Merge output behavior with multiple datasets:

  • Default (run with execution_params.merge: true, or merge without --output-root): each dataset is merged to its own <dataset.output_dir>/merged.
  • Shared root (merge --output-root ...): one merged subdirectory is created per dataset under the root.

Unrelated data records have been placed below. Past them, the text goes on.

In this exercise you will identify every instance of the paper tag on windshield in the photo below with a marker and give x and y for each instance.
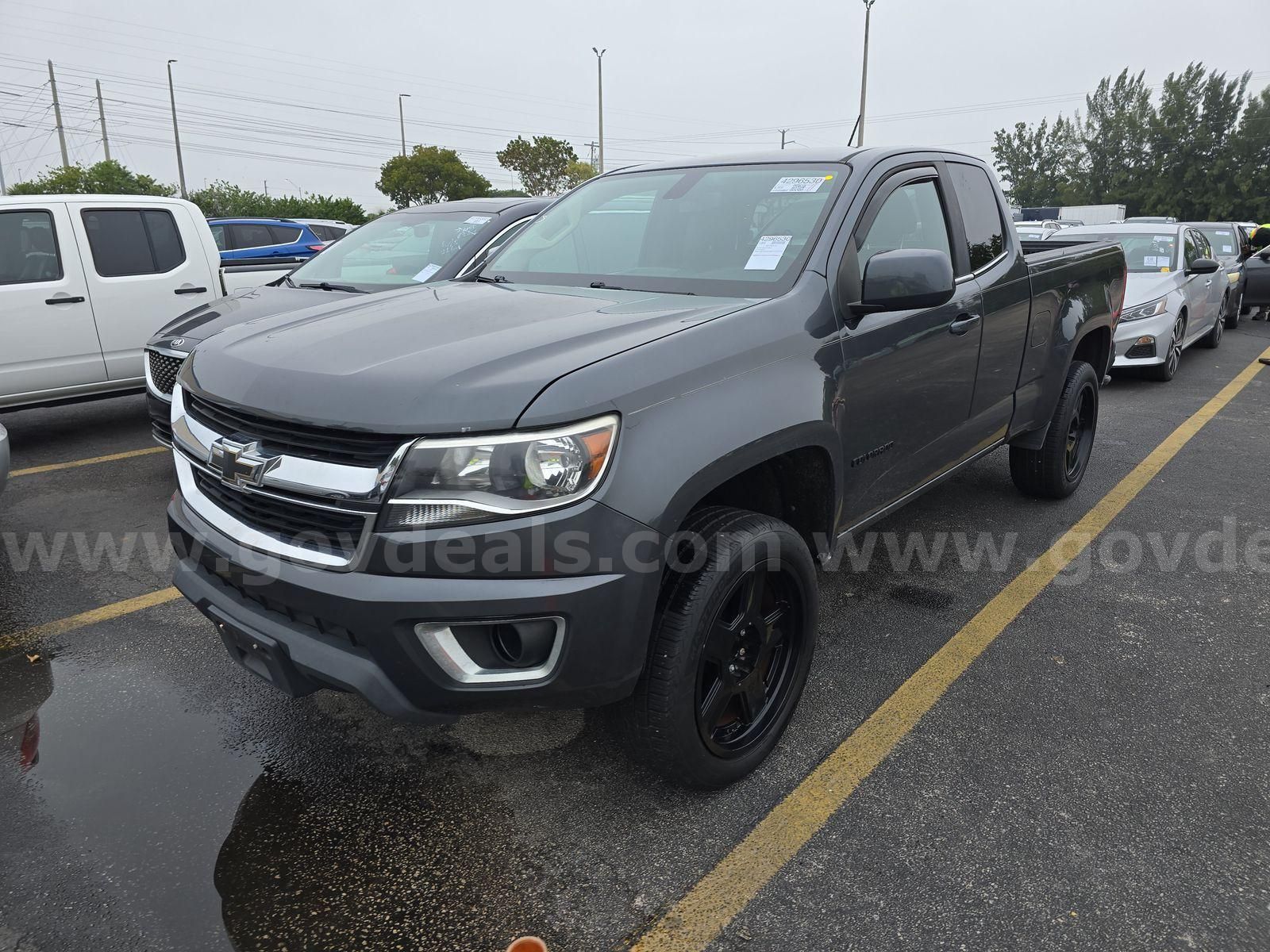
(800, 183)
(768, 253)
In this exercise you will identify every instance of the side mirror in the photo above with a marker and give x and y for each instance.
(905, 279)
(1203, 266)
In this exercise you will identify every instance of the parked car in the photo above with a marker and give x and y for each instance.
(87, 279)
(1175, 298)
(327, 228)
(414, 247)
(1230, 248)
(239, 239)
(597, 469)
(4, 456)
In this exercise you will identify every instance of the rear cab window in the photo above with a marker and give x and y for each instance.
(29, 248)
(129, 241)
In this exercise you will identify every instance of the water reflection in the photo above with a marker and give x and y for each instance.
(25, 683)
(418, 858)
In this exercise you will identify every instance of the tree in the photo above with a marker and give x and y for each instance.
(105, 178)
(225, 201)
(543, 164)
(429, 175)
(579, 171)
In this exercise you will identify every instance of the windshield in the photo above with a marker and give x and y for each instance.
(398, 249)
(1223, 240)
(1143, 251)
(737, 232)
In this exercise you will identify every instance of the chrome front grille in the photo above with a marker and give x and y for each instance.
(304, 508)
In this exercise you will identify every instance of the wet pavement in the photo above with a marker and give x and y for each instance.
(1098, 780)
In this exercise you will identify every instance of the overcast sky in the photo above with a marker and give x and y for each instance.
(304, 97)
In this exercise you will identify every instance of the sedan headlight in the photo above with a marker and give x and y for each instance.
(479, 479)
(1149, 310)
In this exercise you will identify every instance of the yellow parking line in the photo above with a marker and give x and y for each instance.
(698, 919)
(75, 463)
(116, 609)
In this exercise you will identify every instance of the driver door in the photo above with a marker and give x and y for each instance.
(908, 376)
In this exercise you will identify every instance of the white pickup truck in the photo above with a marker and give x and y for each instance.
(87, 279)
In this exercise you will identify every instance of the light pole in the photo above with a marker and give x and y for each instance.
(864, 75)
(175, 131)
(402, 117)
(600, 75)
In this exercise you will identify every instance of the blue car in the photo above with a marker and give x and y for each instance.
(264, 238)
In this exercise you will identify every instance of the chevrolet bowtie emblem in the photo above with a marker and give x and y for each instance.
(241, 463)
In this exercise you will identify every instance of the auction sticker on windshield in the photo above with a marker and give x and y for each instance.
(768, 253)
(800, 183)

Multimodal: Processing images with VLMs

MMIRAGE supports multimodal processing with vision-language models:

processors:
  - type: llm
    server_args:
      model_path: Qwen/Qwen2-VL-7B-Instruct
      tp_size: 4
      trust_remote_code: true
    chat_template: qwen2-vl  # Required for VLMs
    default_sampling_params:
      temperature: 0.1
      top_p: 0.95
      max_new_tokens: 768

loading_params:
  state_dir: path/to/state/dir
  datasets:
    - path: /path/to/image/dataset
      type: loadable
      output_dir: /path/to/output/shards
  num_shards: 4
  shard_id: "$SLURM_ARRAY_TASK_ID"
  batch_size: 32

processing_params:
  inputs:
    - name: medical_image
      key: image
      type: image  # Mark as image input
      image_base_path: /path/to/images  # Base directory for relative paths
    - name: original_caption
      key: caption
      type: text

  outputs:
    - name: enhanced_caption
      type: llm
      output_type: plain
      prompt: |
        Describe the medical image in detail.
        Original caption for context: {{ original_caption }}
        
  remove_columns: false
  output_schema:
    image: "{{ medical_image }}"
    caption: "{{ enhanced_caption }}"
    original_caption: "{{ original_caption }}"

execution_params:
  mode: local
  retry: false

Key multimodal features:

  • chat_template: Specify the VLM chat template (e.g., qwen2-vl)
  • type: image: Mark input variables as images
  • image_base_path: Base directory for resolving relative image paths
  • Supports PIL Images, URLs, and file paths

Benchmarking shard performance

Pass --stats to run or submit to enable per-shard benchmarking. This activates GPU utilization polling and throughput tracking on compute nodes — disabled by default to avoid unnecessary overhead.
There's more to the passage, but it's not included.